Human beings are good. And having children is good for the planet. If we have serious issues concerning global warming or misuse of natural resources, let's put our minds together, let's organize a think tank that actually thinks up a solution. It is easy and hopeless to solve the problems of the future by eliminating the future. It is also evidence of a disturbing and homocidal trend within our cultures that we often resort to this self-loathing view of the human person when looking at our problems. We must return to a point of view that sees humanity as a good thing, indeed the best thing, the most amazing thing that makes up this planet. We are not just a part of the world, we are given the world. We are not a wayward parasitic development of the evolutionary life chain. We are not dispensible. We should have children, and many of them, in order to preserve the future. Perhaps it would have been that "next child" that Mr. Guillebaud suggests we not have who would have thought up a new way to power a vehicle, or a way to prevent the effects of carbon emmissions. If we start eliminating people, we are eliminating the very thing that could solve the problem.

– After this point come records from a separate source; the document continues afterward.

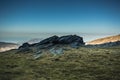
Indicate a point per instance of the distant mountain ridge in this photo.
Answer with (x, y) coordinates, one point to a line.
(5, 46)
(104, 40)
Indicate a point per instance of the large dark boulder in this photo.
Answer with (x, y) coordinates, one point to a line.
(73, 40)
(70, 39)
(52, 39)
(25, 45)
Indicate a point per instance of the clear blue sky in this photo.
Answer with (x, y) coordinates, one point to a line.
(52, 16)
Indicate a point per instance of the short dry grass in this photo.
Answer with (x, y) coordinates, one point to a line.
(74, 64)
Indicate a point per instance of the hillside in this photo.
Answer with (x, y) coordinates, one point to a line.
(75, 64)
(104, 40)
(4, 46)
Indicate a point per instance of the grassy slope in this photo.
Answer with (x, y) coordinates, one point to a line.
(74, 64)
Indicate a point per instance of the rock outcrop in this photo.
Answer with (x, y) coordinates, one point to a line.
(54, 44)
(72, 40)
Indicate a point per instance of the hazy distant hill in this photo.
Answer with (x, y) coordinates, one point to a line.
(35, 40)
(104, 40)
(4, 46)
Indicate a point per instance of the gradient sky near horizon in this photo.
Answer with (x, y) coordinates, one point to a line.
(21, 17)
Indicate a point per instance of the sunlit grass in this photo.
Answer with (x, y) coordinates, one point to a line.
(74, 64)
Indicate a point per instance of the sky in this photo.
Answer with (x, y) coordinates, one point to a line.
(22, 20)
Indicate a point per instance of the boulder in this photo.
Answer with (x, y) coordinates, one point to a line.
(25, 45)
(37, 54)
(70, 39)
(56, 51)
(52, 39)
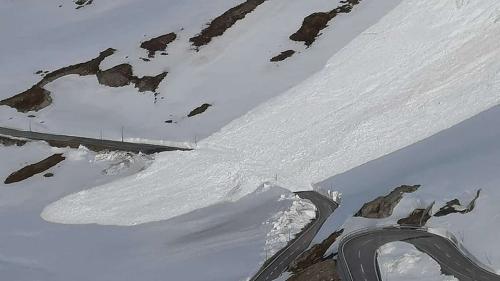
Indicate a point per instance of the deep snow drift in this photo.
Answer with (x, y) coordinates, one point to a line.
(402, 261)
(424, 67)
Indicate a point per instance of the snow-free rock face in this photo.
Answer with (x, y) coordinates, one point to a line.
(383, 206)
(400, 82)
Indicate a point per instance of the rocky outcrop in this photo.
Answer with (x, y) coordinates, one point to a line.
(149, 83)
(117, 76)
(322, 271)
(9, 141)
(418, 218)
(283, 56)
(223, 22)
(454, 206)
(34, 169)
(37, 97)
(313, 255)
(199, 110)
(314, 23)
(383, 206)
(159, 43)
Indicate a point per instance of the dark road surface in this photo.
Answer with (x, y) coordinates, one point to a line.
(358, 254)
(92, 144)
(280, 261)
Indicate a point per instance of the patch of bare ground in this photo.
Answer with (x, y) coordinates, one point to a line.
(34, 169)
(117, 76)
(199, 110)
(382, 206)
(418, 217)
(323, 271)
(314, 23)
(219, 25)
(9, 141)
(282, 56)
(454, 206)
(37, 97)
(122, 75)
(82, 3)
(157, 44)
(313, 255)
(149, 83)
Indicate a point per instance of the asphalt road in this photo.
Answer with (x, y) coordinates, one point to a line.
(278, 263)
(358, 254)
(92, 144)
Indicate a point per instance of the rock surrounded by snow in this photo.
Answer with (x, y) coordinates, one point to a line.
(423, 68)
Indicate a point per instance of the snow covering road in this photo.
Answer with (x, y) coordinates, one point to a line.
(424, 67)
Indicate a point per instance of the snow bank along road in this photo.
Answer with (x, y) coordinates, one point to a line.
(358, 254)
(93, 144)
(280, 261)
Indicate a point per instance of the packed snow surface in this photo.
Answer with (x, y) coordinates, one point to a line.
(424, 67)
(402, 261)
(287, 223)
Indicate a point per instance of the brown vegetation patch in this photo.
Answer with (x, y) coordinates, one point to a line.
(454, 206)
(199, 110)
(314, 254)
(383, 206)
(223, 22)
(117, 76)
(159, 43)
(9, 141)
(37, 97)
(314, 23)
(34, 169)
(418, 217)
(149, 83)
(322, 271)
(283, 56)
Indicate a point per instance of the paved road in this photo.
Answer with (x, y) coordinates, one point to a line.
(358, 254)
(280, 261)
(93, 144)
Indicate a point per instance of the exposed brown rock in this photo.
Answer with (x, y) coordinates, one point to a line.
(159, 43)
(383, 206)
(9, 141)
(283, 56)
(314, 23)
(223, 22)
(454, 206)
(34, 169)
(37, 97)
(418, 217)
(199, 110)
(314, 254)
(117, 76)
(322, 271)
(149, 83)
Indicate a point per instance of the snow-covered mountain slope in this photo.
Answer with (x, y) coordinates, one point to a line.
(424, 67)
(232, 73)
(208, 239)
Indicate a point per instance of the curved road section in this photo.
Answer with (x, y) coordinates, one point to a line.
(278, 263)
(358, 254)
(92, 144)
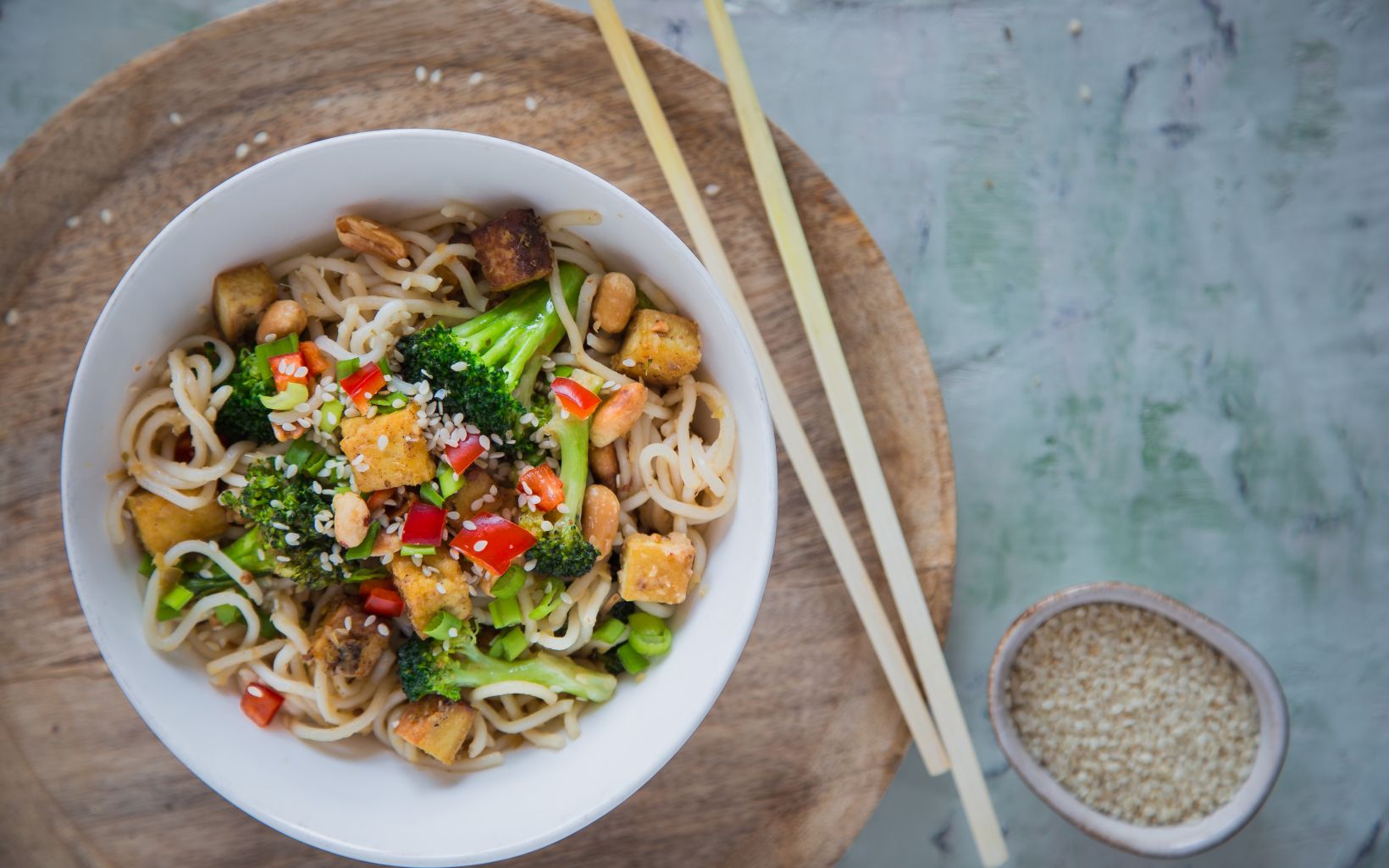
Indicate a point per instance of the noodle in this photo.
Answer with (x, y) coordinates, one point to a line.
(670, 478)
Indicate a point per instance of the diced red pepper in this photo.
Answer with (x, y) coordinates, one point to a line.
(574, 397)
(314, 358)
(362, 384)
(285, 368)
(542, 482)
(464, 453)
(260, 703)
(424, 525)
(492, 542)
(384, 601)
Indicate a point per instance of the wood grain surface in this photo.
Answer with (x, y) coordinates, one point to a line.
(806, 737)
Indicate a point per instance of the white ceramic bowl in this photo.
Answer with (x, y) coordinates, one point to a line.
(418, 817)
(1165, 842)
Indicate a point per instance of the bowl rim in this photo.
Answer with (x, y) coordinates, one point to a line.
(1163, 842)
(755, 440)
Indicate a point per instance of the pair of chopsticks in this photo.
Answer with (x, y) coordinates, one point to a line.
(952, 748)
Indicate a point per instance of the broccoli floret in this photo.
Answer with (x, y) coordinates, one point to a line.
(563, 551)
(284, 511)
(428, 667)
(243, 417)
(494, 355)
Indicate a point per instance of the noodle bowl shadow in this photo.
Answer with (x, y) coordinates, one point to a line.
(423, 815)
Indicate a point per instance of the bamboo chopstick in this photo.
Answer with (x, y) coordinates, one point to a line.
(853, 432)
(783, 414)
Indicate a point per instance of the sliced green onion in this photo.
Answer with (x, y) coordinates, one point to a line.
(505, 613)
(443, 625)
(449, 481)
(177, 598)
(266, 351)
(509, 644)
(551, 601)
(631, 659)
(509, 583)
(362, 549)
(431, 495)
(332, 414)
(609, 633)
(649, 635)
(293, 395)
(367, 572)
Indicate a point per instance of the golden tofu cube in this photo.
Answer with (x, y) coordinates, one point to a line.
(346, 644)
(392, 447)
(656, 568)
(512, 249)
(435, 725)
(163, 524)
(241, 296)
(420, 588)
(661, 347)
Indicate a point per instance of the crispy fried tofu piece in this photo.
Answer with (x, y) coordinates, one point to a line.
(656, 568)
(436, 725)
(401, 459)
(241, 296)
(661, 347)
(421, 592)
(512, 249)
(163, 524)
(346, 644)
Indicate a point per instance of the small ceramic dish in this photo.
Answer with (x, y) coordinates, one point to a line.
(1165, 842)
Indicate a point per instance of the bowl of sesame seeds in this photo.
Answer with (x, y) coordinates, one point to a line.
(1137, 718)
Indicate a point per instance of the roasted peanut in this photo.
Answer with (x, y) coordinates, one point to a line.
(366, 235)
(600, 514)
(279, 320)
(614, 301)
(351, 518)
(617, 414)
(603, 462)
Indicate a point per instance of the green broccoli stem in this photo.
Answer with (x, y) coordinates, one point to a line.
(555, 672)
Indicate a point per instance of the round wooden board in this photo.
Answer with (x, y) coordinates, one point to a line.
(803, 742)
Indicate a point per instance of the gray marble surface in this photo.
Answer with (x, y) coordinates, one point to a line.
(1149, 262)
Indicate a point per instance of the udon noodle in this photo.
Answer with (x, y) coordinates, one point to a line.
(257, 633)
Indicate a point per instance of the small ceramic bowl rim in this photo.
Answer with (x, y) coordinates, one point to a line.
(1165, 842)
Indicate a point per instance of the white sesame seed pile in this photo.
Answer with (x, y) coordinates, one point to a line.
(1135, 716)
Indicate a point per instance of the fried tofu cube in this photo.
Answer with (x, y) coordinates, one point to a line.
(346, 644)
(163, 524)
(420, 588)
(392, 447)
(660, 347)
(436, 725)
(512, 249)
(241, 296)
(656, 568)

If we are going to eliminate anything, we might start with that think tank.
(1) http://www.news.com.au/story/0,23599,21684156-5009760,00.html
(2) Is Europe Dying? Notes on a Crisis of Civilizational Morale By George Weigel (http://www.fpri.org/ww/0602.200506.weigel.europedying.html)
(3) Nicholas Eberstadt (1998), ‘What if it’s a world population implosion? Speculations about global de-population’, Harvard Center for Population and Development Studies.